As for the Warriors, they did well to battle the Clippers inside with their "small ball" lineup. Golden State actually finished ahead in rebounds (42-41) and points in the paint (50-40), despite starting the undersized Draymond Green (10 points, 11 boards) in the middle and watching David Lee (18 points, 10 rebounds, four assists) struggle with foul trouble all night.
But the Dubs couldn't quite overcome some crucial mistakes in crunch time. Golden State turned it over twice in a three-possession span with less than four minutes to go, each yielding scores on L.A.'s end.
Nor could the Warriors persevere through a 41-19 disparity in free-throw attempts, even with so many of the Clippers' tries coming on account of Mark Jackson's own tactics.
Then again, L.A.'s advantage in emotional energy might've been enough to carry the day anyway.
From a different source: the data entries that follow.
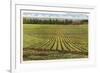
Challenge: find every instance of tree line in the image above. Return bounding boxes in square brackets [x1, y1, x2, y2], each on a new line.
[23, 17, 88, 25]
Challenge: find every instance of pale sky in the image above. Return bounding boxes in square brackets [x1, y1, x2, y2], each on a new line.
[23, 11, 88, 19]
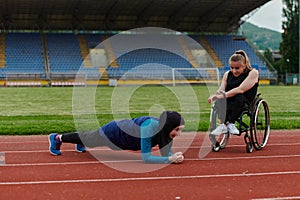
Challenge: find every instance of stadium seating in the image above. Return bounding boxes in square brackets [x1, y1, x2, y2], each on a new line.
[5, 33, 45, 73]
[46, 33, 83, 73]
[0, 33, 270, 85]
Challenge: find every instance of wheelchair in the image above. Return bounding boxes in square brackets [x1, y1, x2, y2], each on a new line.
[209, 93, 270, 153]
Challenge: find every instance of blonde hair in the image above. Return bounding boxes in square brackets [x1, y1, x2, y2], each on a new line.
[229, 50, 252, 70]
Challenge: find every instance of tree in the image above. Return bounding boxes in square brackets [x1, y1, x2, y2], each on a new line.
[280, 0, 299, 73]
After all they'd been through, the Clippers played like a team that relished the opportunity to get away from the distractions and take out their frustrations by doing what they do best and do normally: Playing basketball.
That being said, this win, however pivotal, didn't settle anything for the Clippers. They still have to take one more to advance to the Western Conference Semifinals, with a trip to Oakland on tap for Thursday. Once that's through, L.A. will have to worry about either the talented Oklahoma City Thunder or (more likely) the resurgent Memphis Grizzlies, who ousted the Clippers from last year's playoffs.
Likewise, the Sterling situation remains far from resolved. He may not be allowed to so much as set foot at another Clippers game in his life, but the team remains his. Even if the league's 29 other owners vote to strip Sterling of ownership at Adam Silver's behest—which they likely will—there's little doubt that Sterling, never one to shy away from a legal battle, will fight tooth-and-nail to keep the team, which he's had in his possession since 1981.
For one day, at least, all felt well with Clipper Nation. Their embattled owner was nowhere in sight. His estranged wife, Shelly, spent the evening in a luxury suite, far away from her usual courtside spot.
And far from the Clippers themselves, who left behind yesterday's darkness for what they can only hope will be a brighter tomorrow.